Experiments and Research on Fish Brains
There have been numerous studies performed on fish brains aiming to understand the central nervous system’s functioning, adaptability, and structure. These include:
Studies on the neural basis of behavior – Using electrophysiology and imaging to assess the brain’s ability to inform behaviors like social interactions, swimming, hunting, predator evasion, etc.
Studies on cognitive abilities – Assessing the fish’s cognitive abilities that tap into social behaviors, problem-solving skills, and memory tasks. According to some of the studies, several fish species exhibit advanced cognitive abilities that include tool use and self-control.
Studies on the environmental impact of the fish brain – Assessing how the environment can influence the fish brain’s development, structure, and adaptation.

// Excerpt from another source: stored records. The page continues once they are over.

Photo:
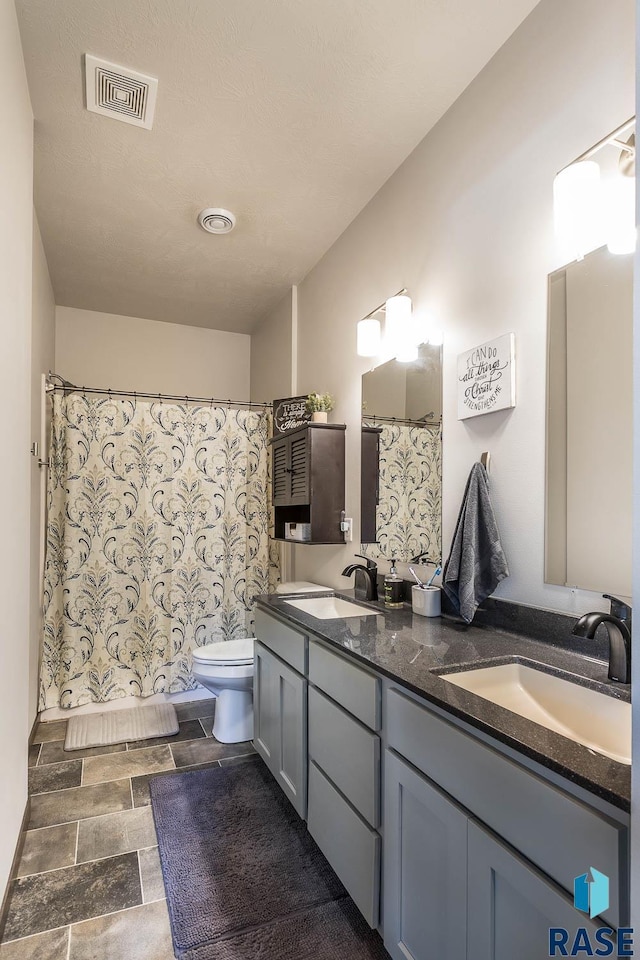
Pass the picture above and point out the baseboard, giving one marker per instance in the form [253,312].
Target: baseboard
[4,909]
[34,727]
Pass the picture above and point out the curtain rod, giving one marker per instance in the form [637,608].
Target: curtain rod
[67,387]
[418,423]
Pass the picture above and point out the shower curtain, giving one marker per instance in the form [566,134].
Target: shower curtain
[409,512]
[157,542]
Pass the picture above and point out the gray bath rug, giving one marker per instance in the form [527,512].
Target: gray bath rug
[243,877]
[117,726]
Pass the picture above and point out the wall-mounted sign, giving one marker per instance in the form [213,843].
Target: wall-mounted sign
[487,378]
[289,414]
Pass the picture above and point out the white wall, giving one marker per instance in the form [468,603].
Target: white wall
[16,203]
[272,345]
[42,360]
[129,353]
[466,225]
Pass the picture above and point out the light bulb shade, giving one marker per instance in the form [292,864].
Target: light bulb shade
[620,214]
[400,333]
[369,338]
[577,207]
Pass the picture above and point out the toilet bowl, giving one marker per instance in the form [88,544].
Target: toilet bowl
[226,669]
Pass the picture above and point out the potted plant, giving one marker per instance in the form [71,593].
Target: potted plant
[319,405]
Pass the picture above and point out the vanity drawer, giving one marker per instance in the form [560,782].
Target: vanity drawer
[283,640]
[347,752]
[557,833]
[349,844]
[354,689]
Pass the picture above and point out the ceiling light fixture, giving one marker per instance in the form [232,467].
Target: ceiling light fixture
[216,220]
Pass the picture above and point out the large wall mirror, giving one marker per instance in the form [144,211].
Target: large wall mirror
[589,424]
[401,473]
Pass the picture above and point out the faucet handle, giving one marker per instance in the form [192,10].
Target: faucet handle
[619,608]
[371,564]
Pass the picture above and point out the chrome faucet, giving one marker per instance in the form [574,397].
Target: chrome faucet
[618,624]
[366,579]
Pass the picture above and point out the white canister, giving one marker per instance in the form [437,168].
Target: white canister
[426,601]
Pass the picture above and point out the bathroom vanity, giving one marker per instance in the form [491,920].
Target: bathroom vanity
[457,826]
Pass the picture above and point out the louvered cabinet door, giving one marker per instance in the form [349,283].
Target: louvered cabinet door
[281,476]
[299,469]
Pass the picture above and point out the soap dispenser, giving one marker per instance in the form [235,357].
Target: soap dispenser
[393,587]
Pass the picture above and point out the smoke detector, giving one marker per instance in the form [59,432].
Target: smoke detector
[216,220]
[120,93]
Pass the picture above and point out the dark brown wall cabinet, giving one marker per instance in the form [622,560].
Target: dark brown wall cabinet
[308,481]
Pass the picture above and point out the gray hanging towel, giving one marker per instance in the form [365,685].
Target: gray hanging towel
[477,563]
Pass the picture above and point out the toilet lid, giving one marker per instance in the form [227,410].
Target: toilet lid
[231,652]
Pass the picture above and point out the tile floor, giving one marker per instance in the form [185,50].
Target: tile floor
[88,885]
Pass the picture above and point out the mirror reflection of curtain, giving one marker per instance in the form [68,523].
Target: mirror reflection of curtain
[157,542]
[409,509]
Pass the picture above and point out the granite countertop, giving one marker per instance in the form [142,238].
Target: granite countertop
[412,650]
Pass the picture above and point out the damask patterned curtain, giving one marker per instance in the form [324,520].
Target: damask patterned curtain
[409,512]
[157,542]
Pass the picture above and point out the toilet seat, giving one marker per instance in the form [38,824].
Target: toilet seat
[229,653]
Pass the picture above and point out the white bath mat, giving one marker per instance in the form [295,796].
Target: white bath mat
[117,726]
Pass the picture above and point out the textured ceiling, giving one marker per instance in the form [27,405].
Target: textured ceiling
[291,113]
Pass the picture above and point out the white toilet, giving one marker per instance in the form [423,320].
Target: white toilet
[226,669]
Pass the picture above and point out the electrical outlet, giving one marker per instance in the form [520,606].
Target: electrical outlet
[346,526]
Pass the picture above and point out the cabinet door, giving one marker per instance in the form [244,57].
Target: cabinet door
[265,707]
[280,724]
[281,478]
[511,905]
[299,468]
[291,703]
[425,868]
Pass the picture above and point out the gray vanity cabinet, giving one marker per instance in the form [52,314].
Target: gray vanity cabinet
[425,868]
[511,906]
[344,773]
[280,724]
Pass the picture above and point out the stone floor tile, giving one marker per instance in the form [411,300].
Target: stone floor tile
[49,900]
[151,873]
[133,763]
[139,934]
[189,730]
[48,848]
[205,751]
[115,833]
[52,945]
[55,752]
[34,753]
[55,776]
[207,725]
[79,802]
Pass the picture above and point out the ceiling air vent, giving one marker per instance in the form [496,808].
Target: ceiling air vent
[216,220]
[120,93]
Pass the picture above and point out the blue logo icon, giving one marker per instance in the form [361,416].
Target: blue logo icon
[591,892]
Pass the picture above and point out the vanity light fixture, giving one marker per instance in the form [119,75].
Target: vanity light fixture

These studies aim to provide a deeper insight into the fish’s adaptability to their ever-changing environments that humans can use to protect endangered species.
Studies on the genetic basis – Researching the impact of specific genes on the brain’s development and function.
Studies of the domestication effect on fish brains – How life in captivity can alter the brain’s functioning, influencing the fish’s lifestyle, behavior, and, ultimately, survival and adaptation potential. 
Fish are undoubtedly fascinating animals with more complex brains and behaviors than was previously thought.